Topic2: Find a process which is not Markovian. (In your example the process itself has to be non-Markovian. Do not try to "hide away Markovianity" by an "inappropriate" modelling or by a clustering of states)
Topic3: If a transition probability matrix P is perturbed into a transition probability matrix P+E, what do we know about the changes of its eigenvalues?
Topic4: A doubly-stochastic matrix can be represented by a convex combination of permutation matrices. How does the Birkhoff-von Neumann method find this decomposition?
23.4.: select one(!) of the following topics and fill out the checklist according to your actions. Send it via eMail to me.
Topic1: Invent matrices Q and compute P(tau)=expm(Q*tau). Learn properties of expm and logm. Invent matrices P(tau) and compute Q=1/tau*logm(P(tau)).
Topic2: Solve minCut problem for a given undirected graph using tutorial about Spectral Clustering and by computing a graph Laplacian.
Topic3: Implement an algorithm to generate a Markov Chain given a transition probability matrix or given an infinitesimal generator.

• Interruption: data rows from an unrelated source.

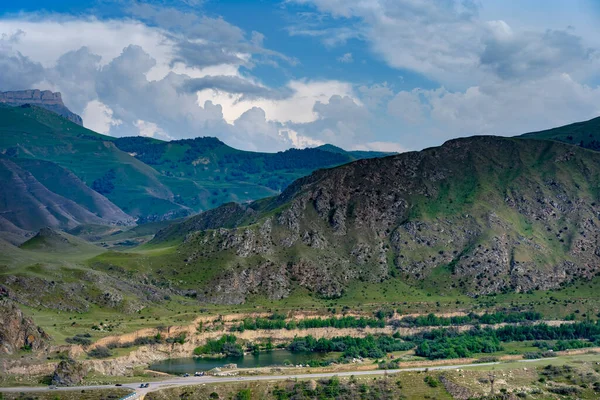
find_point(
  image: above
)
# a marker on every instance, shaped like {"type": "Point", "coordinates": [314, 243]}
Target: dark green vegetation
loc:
{"type": "Point", "coordinates": [471, 319]}
{"type": "Point", "coordinates": [450, 343]}
{"type": "Point", "coordinates": [476, 216]}
{"type": "Point", "coordinates": [139, 178]}
{"type": "Point", "coordinates": [226, 345]}
{"type": "Point", "coordinates": [333, 322]}
{"type": "Point", "coordinates": [478, 223]}
{"type": "Point", "coordinates": [444, 344]}
{"type": "Point", "coordinates": [584, 134]}
{"type": "Point", "coordinates": [350, 347]}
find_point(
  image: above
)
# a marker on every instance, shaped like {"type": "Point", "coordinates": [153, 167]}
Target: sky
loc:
{"type": "Point", "coordinates": [268, 75]}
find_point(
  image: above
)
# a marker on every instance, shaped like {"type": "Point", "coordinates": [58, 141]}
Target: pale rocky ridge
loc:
{"type": "Point", "coordinates": [42, 98]}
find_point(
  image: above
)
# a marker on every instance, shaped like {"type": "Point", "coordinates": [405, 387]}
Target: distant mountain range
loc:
{"type": "Point", "coordinates": [62, 175]}
{"type": "Point", "coordinates": [476, 216]}
{"type": "Point", "coordinates": [41, 98]}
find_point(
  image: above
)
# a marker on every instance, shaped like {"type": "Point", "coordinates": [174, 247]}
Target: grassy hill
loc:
{"type": "Point", "coordinates": [48, 240]}
{"type": "Point", "coordinates": [477, 216]}
{"type": "Point", "coordinates": [145, 178]}
{"type": "Point", "coordinates": [584, 134]}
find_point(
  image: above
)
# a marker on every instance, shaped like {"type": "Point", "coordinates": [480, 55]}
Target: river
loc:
{"type": "Point", "coordinates": [263, 359]}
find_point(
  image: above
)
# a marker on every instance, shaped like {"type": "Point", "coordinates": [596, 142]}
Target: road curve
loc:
{"type": "Point", "coordinates": [193, 380]}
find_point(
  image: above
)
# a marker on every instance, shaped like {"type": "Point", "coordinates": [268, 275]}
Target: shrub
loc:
{"type": "Point", "coordinates": [431, 381]}
{"type": "Point", "coordinates": [99, 352]}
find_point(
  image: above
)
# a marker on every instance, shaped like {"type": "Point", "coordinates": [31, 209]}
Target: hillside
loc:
{"type": "Point", "coordinates": [41, 98]}
{"type": "Point", "coordinates": [585, 134]}
{"type": "Point", "coordinates": [29, 205]}
{"type": "Point", "coordinates": [142, 178]}
{"type": "Point", "coordinates": [480, 215]}
{"type": "Point", "coordinates": [49, 240]}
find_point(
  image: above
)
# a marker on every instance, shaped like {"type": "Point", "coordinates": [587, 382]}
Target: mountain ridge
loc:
{"type": "Point", "coordinates": [489, 214]}
{"type": "Point", "coordinates": [42, 98]}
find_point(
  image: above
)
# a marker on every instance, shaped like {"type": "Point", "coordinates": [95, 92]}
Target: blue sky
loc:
{"type": "Point", "coordinates": [268, 75]}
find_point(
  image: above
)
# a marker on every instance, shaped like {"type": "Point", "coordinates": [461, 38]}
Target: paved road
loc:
{"type": "Point", "coordinates": [198, 380]}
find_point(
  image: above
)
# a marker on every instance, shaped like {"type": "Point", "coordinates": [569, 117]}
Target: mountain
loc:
{"type": "Point", "coordinates": [29, 205]}
{"type": "Point", "coordinates": [45, 99]}
{"type": "Point", "coordinates": [584, 134]}
{"type": "Point", "coordinates": [139, 178]}
{"type": "Point", "coordinates": [480, 215]}
{"type": "Point", "coordinates": [354, 154]}
{"type": "Point", "coordinates": [212, 162]}
{"type": "Point", "coordinates": [49, 240]}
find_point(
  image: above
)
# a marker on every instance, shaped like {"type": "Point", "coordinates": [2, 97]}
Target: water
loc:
{"type": "Point", "coordinates": [263, 359]}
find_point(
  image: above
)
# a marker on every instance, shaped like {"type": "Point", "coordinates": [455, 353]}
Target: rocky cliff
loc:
{"type": "Point", "coordinates": [43, 98]}
{"type": "Point", "coordinates": [18, 331]}
{"type": "Point", "coordinates": [480, 215]}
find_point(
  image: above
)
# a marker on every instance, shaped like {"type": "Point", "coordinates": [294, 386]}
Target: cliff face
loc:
{"type": "Point", "coordinates": [480, 215]}
{"type": "Point", "coordinates": [18, 331]}
{"type": "Point", "coordinates": [42, 98]}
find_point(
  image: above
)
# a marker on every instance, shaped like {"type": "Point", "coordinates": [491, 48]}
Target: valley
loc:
{"type": "Point", "coordinates": [480, 253]}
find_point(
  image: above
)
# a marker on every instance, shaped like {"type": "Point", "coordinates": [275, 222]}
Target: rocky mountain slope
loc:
{"type": "Point", "coordinates": [18, 331]}
{"type": "Point", "coordinates": [140, 178]}
{"type": "Point", "coordinates": [585, 134]}
{"type": "Point", "coordinates": [29, 205]}
{"type": "Point", "coordinates": [41, 98]}
{"type": "Point", "coordinates": [480, 215]}
{"type": "Point", "coordinates": [45, 194]}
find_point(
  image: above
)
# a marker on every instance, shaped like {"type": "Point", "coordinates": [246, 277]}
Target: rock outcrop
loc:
{"type": "Point", "coordinates": [18, 331]}
{"type": "Point", "coordinates": [69, 373]}
{"type": "Point", "coordinates": [487, 214]}
{"type": "Point", "coordinates": [43, 98]}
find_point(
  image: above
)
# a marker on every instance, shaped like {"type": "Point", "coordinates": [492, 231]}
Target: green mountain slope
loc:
{"type": "Point", "coordinates": [29, 205]}
{"type": "Point", "coordinates": [48, 240]}
{"type": "Point", "coordinates": [149, 179]}
{"type": "Point", "coordinates": [133, 186]}
{"type": "Point", "coordinates": [355, 154]}
{"type": "Point", "coordinates": [480, 215]}
{"type": "Point", "coordinates": [584, 134]}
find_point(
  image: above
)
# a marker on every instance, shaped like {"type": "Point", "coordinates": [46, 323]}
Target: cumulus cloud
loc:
{"type": "Point", "coordinates": [408, 107]}
{"type": "Point", "coordinates": [387, 147]}
{"type": "Point", "coordinates": [99, 117]}
{"type": "Point", "coordinates": [236, 85]}
{"type": "Point", "coordinates": [346, 58]}
{"type": "Point", "coordinates": [18, 71]}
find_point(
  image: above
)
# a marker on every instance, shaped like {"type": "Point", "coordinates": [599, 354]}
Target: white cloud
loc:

Topic4: Invent a graph + stationary distribution of molecular states. Use SqRA to find the Q-matrix (Lemma 1 in the article). Compute for different lag-times the matrix P(tau)=expm(tau*Q). Compute the mean first passage time matrix given P(tau) (Theorem 1.17 and Corollary 1.16 in the printed papers).
30.4.: select one(!) of the following topics and fill out the checklist according to your actions. Send it via eMail to me.
Topic1: Explain the main steps: How the Fokker-Planck equation is derived based on the Chapman-Kolmogorov property? You can use this script from L.Donati.
Topic2: What is the "Kolmogorov Forward Equation" and the "Kolmogorov Backward Equation"? Explain their relation with Fokker-Planck equation and with the Master-Equation.
Topic3: Explain the Feynman-Kac formula. How can it be used?
7.5.: select one(!) of the following topics and fill out the checklist according to your actions. Send it via eMail to me.
Topic1: Explain and visualize the relations between the eigenvalues and eigenfunctions of the infinitesimal generator, the Fokker-Planck operator, the Koopman operator, and the propagator (in case of reversible Markov processes). Use, e.g., the linked scripts of L. Donti.
Topic2: Generate a maze with different exits (dicretized into small "squares", some of the squares are "exits"). Generate a transition rate matrix between all squares. Compute the committor function with regard to one exit square. Visualize the result. Start somewhere in the maze and follow the "gradient".
Topic3: Generate a maze with one exit (dicretized into small "squares", one of the squares is an "exit square"). Generate a transition rate matrix between all squares. Compute the mean holding time with regard to the exit square. Visualize the result. Start somewhere in the maze and follow the "gradient".
Topic4: Generate a maze without exit (dicretized into small "squares"). Generate a transition rate matrix between all squares. Compute an eigenvector of the matrix (an eigenvector with an eigenvalue close to zero but not exactly zero). Visualize the result. Start somewhere in the maze and follow the "gradient".